There are three reasons Bitcoin could see a similar trend in the coming months. First, the post-halving cycle kicks in. Second, the relative strength index (RSI) shows scope for a bigger rally. Third, the rally has not overheated, at least in the derivatives market.

Long-term RSI shows that Bitcoin is not overbought

PlanB, the creator of the Stock to Flow (S2F) indicator, shared a long-term RSI chart of Bitcoin. The indicator, which measures whether an asset is overbought or oversold, indicates that BTC is still at a neutral level.

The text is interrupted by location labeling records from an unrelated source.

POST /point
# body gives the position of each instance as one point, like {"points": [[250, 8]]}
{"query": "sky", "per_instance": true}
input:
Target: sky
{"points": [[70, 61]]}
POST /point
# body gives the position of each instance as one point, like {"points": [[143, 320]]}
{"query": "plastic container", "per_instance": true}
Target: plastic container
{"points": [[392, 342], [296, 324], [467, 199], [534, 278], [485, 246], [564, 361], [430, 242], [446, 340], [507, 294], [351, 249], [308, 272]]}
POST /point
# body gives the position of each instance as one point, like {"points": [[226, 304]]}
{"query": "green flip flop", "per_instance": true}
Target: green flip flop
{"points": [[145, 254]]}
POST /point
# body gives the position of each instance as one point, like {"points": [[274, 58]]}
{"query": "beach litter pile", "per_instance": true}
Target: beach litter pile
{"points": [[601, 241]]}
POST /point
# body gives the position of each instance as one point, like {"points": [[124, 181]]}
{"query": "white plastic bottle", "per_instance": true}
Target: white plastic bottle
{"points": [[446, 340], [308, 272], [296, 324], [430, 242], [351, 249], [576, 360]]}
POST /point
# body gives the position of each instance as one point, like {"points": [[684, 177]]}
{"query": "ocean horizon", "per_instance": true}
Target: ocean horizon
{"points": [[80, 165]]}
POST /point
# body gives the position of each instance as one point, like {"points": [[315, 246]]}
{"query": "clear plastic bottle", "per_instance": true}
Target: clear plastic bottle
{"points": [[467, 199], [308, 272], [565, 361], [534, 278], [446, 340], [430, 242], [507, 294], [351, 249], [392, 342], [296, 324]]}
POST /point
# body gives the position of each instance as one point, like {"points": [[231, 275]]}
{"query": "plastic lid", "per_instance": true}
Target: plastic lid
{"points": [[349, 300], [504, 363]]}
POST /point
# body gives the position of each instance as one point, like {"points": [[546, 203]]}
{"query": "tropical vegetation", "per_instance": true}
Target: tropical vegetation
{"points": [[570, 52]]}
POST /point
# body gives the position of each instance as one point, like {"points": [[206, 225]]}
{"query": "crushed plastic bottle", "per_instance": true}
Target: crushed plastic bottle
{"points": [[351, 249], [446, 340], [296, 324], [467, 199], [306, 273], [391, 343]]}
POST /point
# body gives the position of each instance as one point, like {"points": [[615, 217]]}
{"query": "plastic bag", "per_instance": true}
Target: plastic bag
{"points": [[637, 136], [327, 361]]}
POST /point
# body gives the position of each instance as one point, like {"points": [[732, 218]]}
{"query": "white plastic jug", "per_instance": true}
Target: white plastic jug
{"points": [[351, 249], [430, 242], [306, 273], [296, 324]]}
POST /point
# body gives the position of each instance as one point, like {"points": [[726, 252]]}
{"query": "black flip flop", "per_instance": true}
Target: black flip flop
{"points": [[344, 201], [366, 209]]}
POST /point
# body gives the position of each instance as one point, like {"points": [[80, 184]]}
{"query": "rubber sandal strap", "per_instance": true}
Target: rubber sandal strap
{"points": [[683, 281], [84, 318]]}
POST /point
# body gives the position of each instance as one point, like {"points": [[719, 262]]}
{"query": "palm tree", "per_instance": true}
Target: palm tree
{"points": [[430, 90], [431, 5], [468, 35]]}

Bitcoin relative strength index (RSI). Source: PlanB

While Bitcoin has risen from $ 10,500 to $ 14,600 within a month, the RSI shows there is room for more benefits.

For example, in December 2017, Bitcoin’s RSI exceeded 95 points. When the RSI crosses 75 points, traders start to view the assets as overbought. Currently, BTC’s long-term RSI shows it to be below 70 points.

The post-halving cycle comes about like the past

In 2017, one of the main stories surrounding the rise of Bitcoin was its halving in 2016. A halving of the block reward, which occurs approximately every four years, reduces the rate at which BTC is produced by miners by half.

The slower production of Bitcoin is leading to an overall decline in BTC inflows into exchanges, causing supply to drop.

The the last halving took place in May 2020, and in 2017, Bitcoin started to recover months after the activation of the halving. Bitcoin’s ongoing rally is in line with its past macro rallies.

No overheated rally, less sellers on the spot market

For the past five days, Bitcoin’s funding rate has remained negative on major exchanges, particularly Binance Futures. This shows that most of the futures market has been short in BTC.